Sonzogni, director of advisor marketing at SmartAsset.
#4: Increased interest in alternative assets
The pandemic also seems to have caused an increased level of interest in “alternative” assets.
Brian Hankey, co-founder of gold-backed asset issuer CACHE, told Finance Magnates that much of this seems to have come coupled with the quantitative easing and other measures that governments have taken to prevent short-term economic crisis.
“With COVID prompting economic emergency measures worldwide, governments this year have turned to printing money,” he explained.
“Many investors have therefore been looking for safe-haven assets as a hedge against inflation. That has spurred both gold and cryptocurrencies to make significant gains and has triggered a trend toward gold-backed assets. As decentralized finance products and fintech solutions boom, gold-backed tokens are understandably popular this year because they combine the best of both worlds — gold and ‘digital gold.’”
And indeed, Finance Magnates reported late last month that a number of gold-backed stablecoins seem to be approaching new all-time high price levels as the price of their underlying asset has hit its highest levels since September of 2011.
Beyond the gold-backed stablecoin world, however, cryptocurrencies are also reaching heights that haven’t been seen for several years: for example, Bitcoin has held over $10,000 for more than two weeks, and has held over $11,000 for much of that time.
Additionally, a number of altcoins–including ADA, BAND, LINK, ETH, and many others–have made headlines with their recent positive price movements.
Many of these altcoins belong to DeFi (decentralized finance) platforms, which have also gotten unprecedented amounts of attention so far this year.
Indeed, Schiff Hardin partner Kayvan Sadeghi told Finance Magnates that “the meteoric rise of DeFi (decentralized finance) is an important trend that is still gathering steam.
“Platforms that enable users to generate yield by depositing various blockchain tokens as collateral, have attracted billions of dollars in aggregate. As with any such hot new market, the opportunity for outsize gains is beset by legal and financial risks.”
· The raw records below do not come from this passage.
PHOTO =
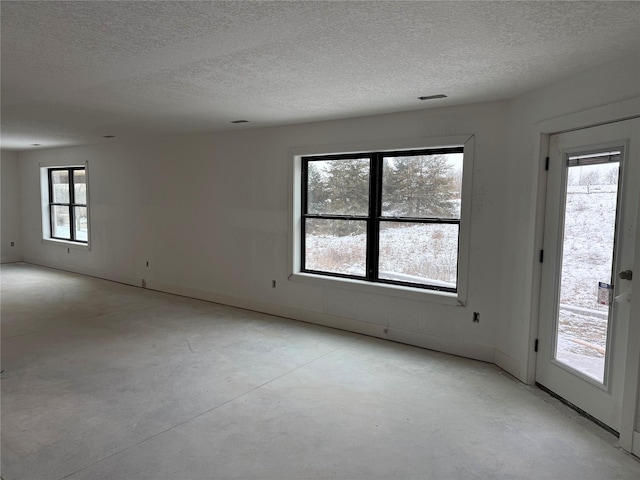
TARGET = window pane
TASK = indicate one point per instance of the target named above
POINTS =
(81, 226)
(337, 246)
(338, 187)
(60, 185)
(80, 186)
(419, 253)
(61, 222)
(422, 186)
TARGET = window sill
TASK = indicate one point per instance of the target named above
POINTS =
(399, 291)
(66, 244)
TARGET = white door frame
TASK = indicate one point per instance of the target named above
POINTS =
(623, 110)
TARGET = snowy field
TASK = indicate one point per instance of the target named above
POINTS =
(587, 258)
(430, 251)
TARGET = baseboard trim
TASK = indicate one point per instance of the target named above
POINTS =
(473, 351)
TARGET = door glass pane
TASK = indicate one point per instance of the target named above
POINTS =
(81, 226)
(422, 186)
(61, 222)
(338, 187)
(80, 186)
(425, 254)
(60, 186)
(587, 261)
(336, 246)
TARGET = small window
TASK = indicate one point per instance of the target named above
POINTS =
(386, 217)
(68, 213)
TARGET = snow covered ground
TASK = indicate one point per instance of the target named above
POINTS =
(587, 258)
(430, 252)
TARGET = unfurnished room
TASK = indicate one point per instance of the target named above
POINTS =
(346, 240)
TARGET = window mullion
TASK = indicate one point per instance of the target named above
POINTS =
(375, 207)
(305, 210)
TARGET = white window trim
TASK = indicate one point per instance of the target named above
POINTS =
(44, 202)
(295, 214)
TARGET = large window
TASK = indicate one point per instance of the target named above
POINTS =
(68, 216)
(384, 217)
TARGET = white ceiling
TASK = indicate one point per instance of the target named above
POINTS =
(74, 71)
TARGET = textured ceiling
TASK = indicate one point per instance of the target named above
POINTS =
(73, 71)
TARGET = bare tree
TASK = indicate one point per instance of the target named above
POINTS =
(589, 178)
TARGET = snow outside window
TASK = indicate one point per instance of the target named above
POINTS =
(387, 217)
(65, 215)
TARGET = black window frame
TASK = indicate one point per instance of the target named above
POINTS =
(374, 217)
(71, 206)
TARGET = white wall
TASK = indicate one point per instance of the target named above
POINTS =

Schiff Hardin partner Kayvan Sadeghi.
#5: “Challenger banks” are on the rise
Beyond trends in the ways that platforms are building and developing products, there are also important trends in the ways that the industry is developing “behind the scenes.”
Greg Cleveland, head of US sales at digital banking company TechniSys, told Finance Magnates that “we are seeing is a maturing of some of the early players in the FinTech space which is leading to their exit strategy – either consolidation,” such as the acquisition of OnDeck by Enova, “or a listing”, such as nCino’s planned IPO on NASDAQ.
“Those firms that are more interested in being a platform to power existing banks rather than compete with those banks seemed to have fared better, at least in the US,” he explained.
Greg Cleveland, head of US sales at digital banking company TechniSys.
Additionally, the US regulatory environment is finally warming up to digital challenger banks, aka “neo-banks”, which could have a major impact on the future of commercial banking and finance in the United States.
For example. “Varo got FDIC approval and is likely to get OCC final approval soon. Square got its ILC charter from the FDIC and Utah’s DFI. This could mean that the next round of winners will not be ‘arms merchants’, but newly licensed banks,” he said.